Sparse representation for continuous function?

Question

I recently came across the field of "Sparse representation". A talk is given here : https://www.youtube.com/watch?v=2bW4TkfTk-M.

The goal of sparse representation is taking a signal and representing without using a full generators in the linear algebra sense, so just a small subset of the whole generators.

The talk for sake of simplicity and engineering applications is mainly framed with matrix and vectors, so finite dimensional vector spaces.

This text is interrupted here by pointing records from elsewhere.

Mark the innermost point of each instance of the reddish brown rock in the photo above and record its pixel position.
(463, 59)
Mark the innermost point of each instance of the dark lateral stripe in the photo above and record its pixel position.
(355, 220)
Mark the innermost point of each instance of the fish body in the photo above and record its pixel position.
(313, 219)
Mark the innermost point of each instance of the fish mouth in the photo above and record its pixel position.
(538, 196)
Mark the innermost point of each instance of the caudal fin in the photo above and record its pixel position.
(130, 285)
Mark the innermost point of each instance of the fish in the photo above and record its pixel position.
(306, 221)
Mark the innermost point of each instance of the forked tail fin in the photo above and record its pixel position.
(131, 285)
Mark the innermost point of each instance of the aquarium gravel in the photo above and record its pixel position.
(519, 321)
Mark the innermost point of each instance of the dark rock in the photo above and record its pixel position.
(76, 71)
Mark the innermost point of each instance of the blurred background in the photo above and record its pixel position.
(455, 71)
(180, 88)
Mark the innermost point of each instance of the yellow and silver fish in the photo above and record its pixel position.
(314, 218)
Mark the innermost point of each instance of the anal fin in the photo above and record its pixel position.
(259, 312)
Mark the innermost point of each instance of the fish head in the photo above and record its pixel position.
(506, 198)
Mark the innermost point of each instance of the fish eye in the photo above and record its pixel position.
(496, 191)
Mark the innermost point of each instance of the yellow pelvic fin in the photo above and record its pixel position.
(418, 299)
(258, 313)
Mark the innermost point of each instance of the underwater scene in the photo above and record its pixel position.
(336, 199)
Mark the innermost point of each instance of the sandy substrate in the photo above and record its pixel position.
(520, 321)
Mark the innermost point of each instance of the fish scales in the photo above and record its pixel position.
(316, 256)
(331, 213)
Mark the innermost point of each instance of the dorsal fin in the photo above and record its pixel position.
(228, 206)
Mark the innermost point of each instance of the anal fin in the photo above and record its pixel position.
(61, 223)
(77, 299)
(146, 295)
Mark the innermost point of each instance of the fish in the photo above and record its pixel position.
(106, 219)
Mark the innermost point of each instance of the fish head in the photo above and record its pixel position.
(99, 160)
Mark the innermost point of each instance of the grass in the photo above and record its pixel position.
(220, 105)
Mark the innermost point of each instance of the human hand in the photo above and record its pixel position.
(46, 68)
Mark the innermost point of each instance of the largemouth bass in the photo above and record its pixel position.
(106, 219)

Is there however a treatment of such problem (sparsity) using functional analytic tools? I think wavelets are an example of it, but I wonder if there's something more general.

Answer 1

Sure, there is a lot about this, but maybe not under that name. You can find related ideas under the name of "best $k$-term approximation", for example in Ron DeVores Acta Numerica paper "Nonlinear Approximation". Although the paper does not treat sparsity per se, the best $k$-term approximation is exactly the notion that says how good you can approximate a continuous functions with $k$ building blocks and this will lead you down the rabbit hole of Besov spaces in the case where the building blocks are wavelets.

Also the chapter "An Approximation Tour" in Mallat's book "A wavelet tour of signal processing" (Second Edition) may be worth a read. Also, compressed sensing has also been investigated for continuous signals, e.g. with Fourier or polynomial bases.